NFL

Kraft bashes Goodell’s justice, heads for face-to-face showdown

SAN FRANCISCO — Deflategate has turned an otherwise sleepy owners meeting here this week into another must-see NFL event.

Roger Goodell and Patriots owner Robert Kraft will cross paths for the first time since their close friendship was apparently torched last week when the league slammed Tom Brady and New England with harsh penalties from the investigation into under-inflated footballs.

Brady has appealed his four-game suspension (an appeal Goodell will hear) for most likely knowing balls were being deflated for him and for not cooperating with Ted Wells’ probe, while Kraft has left open the nuclear option of suing the NFL for imposing a $1 million fine and docking the Patriots two high draft picks.

While weighing their options, the Patriots were engaged in talks with the league Monday night, ESPN reported, trying to resolve the situation without an appeal or litigation.

Though New England released a 20,000-word rant online last week claiming to poke holes in Wells’ report, Kraft had been silent until speaking with Sports Illustrated’s The MMQB site on Monday to say he felt the NFL had been not been “fair” to his franchise.

“This whole thing has been very disturbing,” Kraft said. “I just get really worked up.

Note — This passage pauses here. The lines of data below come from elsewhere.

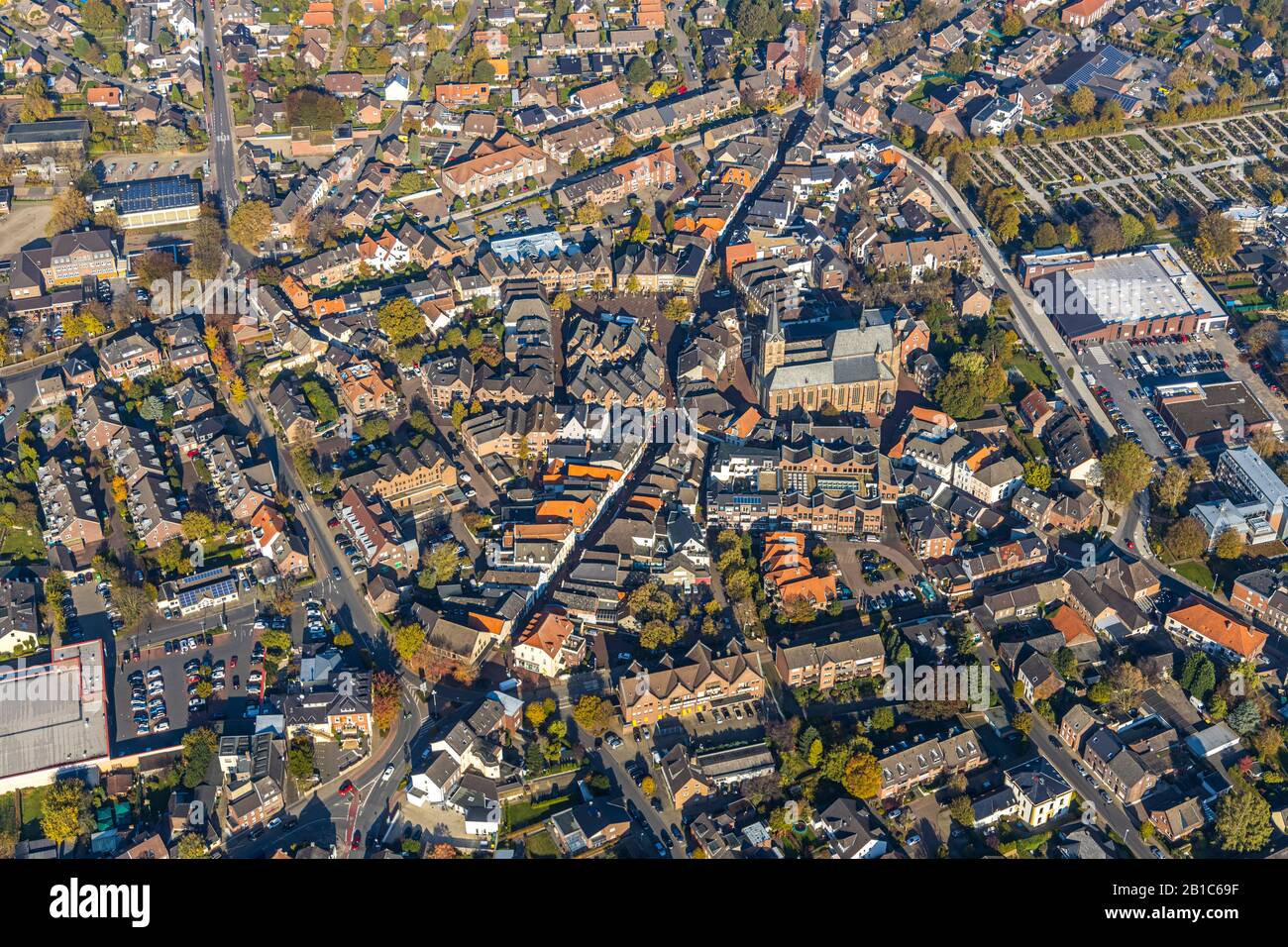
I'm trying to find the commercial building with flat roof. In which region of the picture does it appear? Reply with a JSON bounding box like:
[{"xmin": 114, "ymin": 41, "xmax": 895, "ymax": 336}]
[
  {"xmin": 90, "ymin": 175, "xmax": 201, "ymax": 231},
  {"xmin": 0, "ymin": 119, "xmax": 89, "ymax": 158},
  {"xmin": 0, "ymin": 639, "xmax": 111, "ymax": 792},
  {"xmin": 1020, "ymin": 244, "xmax": 1227, "ymax": 342},
  {"xmin": 1154, "ymin": 378, "xmax": 1275, "ymax": 451}
]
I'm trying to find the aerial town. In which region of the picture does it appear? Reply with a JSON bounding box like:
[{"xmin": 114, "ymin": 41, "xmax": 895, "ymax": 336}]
[{"xmin": 0, "ymin": 0, "xmax": 1288, "ymax": 884}]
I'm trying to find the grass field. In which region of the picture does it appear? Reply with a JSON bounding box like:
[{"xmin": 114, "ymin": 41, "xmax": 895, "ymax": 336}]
[
  {"xmin": 523, "ymin": 830, "xmax": 559, "ymax": 858},
  {"xmin": 0, "ymin": 530, "xmax": 46, "ymax": 563},
  {"xmin": 505, "ymin": 796, "xmax": 572, "ymax": 831},
  {"xmin": 1172, "ymin": 559, "xmax": 1216, "ymax": 590}
]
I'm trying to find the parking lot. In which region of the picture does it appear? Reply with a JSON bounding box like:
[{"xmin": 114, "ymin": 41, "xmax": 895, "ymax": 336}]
[
  {"xmin": 112, "ymin": 615, "xmax": 265, "ymax": 754},
  {"xmin": 1079, "ymin": 333, "xmax": 1285, "ymax": 460},
  {"xmin": 484, "ymin": 202, "xmax": 548, "ymax": 236},
  {"xmin": 94, "ymin": 151, "xmax": 206, "ymax": 184}
]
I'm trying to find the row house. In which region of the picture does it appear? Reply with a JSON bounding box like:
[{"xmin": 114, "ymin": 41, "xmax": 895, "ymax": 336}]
[{"xmin": 774, "ymin": 635, "xmax": 885, "ymax": 693}]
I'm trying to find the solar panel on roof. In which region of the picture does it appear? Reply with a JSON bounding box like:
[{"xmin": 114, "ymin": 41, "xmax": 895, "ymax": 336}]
[{"xmin": 179, "ymin": 579, "xmax": 237, "ymax": 608}]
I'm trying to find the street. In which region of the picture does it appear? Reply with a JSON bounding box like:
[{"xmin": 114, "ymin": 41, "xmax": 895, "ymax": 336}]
[{"xmin": 896, "ymin": 149, "xmax": 1115, "ymax": 441}]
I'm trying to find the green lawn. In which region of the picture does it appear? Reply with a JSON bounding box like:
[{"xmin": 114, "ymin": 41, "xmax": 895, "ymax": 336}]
[
  {"xmin": 18, "ymin": 786, "xmax": 49, "ymax": 841},
  {"xmin": 1012, "ymin": 356, "xmax": 1053, "ymax": 389},
  {"xmin": 0, "ymin": 530, "xmax": 46, "ymax": 563},
  {"xmin": 523, "ymin": 828, "xmax": 559, "ymax": 858},
  {"xmin": 1172, "ymin": 559, "xmax": 1215, "ymax": 590},
  {"xmin": 505, "ymin": 796, "xmax": 572, "ymax": 831}
]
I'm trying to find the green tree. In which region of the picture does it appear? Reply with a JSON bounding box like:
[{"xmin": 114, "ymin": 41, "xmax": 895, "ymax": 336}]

To receive the harshest penalty in league history is just not fair.

“If we’re giving all the power to the NFL and the office of the commissioner, this is something that can happen to all 32 teams.

“We need to have fair and balanced investigating and reporting. But in this report, every inference went against us. Inferences from ambiguous, circumstantial evidence all went against us. That’s the thing that really bothers me.

“[Do] they want to penalize us because there’s an aroma around this? That’s what this feels like. If you don’t have the so-called smoking gun, it really is frustrating. And they don’t have it. This thing never should have risen to this level.”

Kraft also is standing by the embattled Brady.

“Yes. Because we had the discussion—if you did it, let’s just deal with it and take our hit and move on,” Kraft told MMQB. “I’ve known Tommy 16 years, almost half his life. He’s a man, and he’s always been honest with me, and I trust him. I believed what he told me. He has never lied to me, and I have found no hard or conclusive evidence to the contrary.”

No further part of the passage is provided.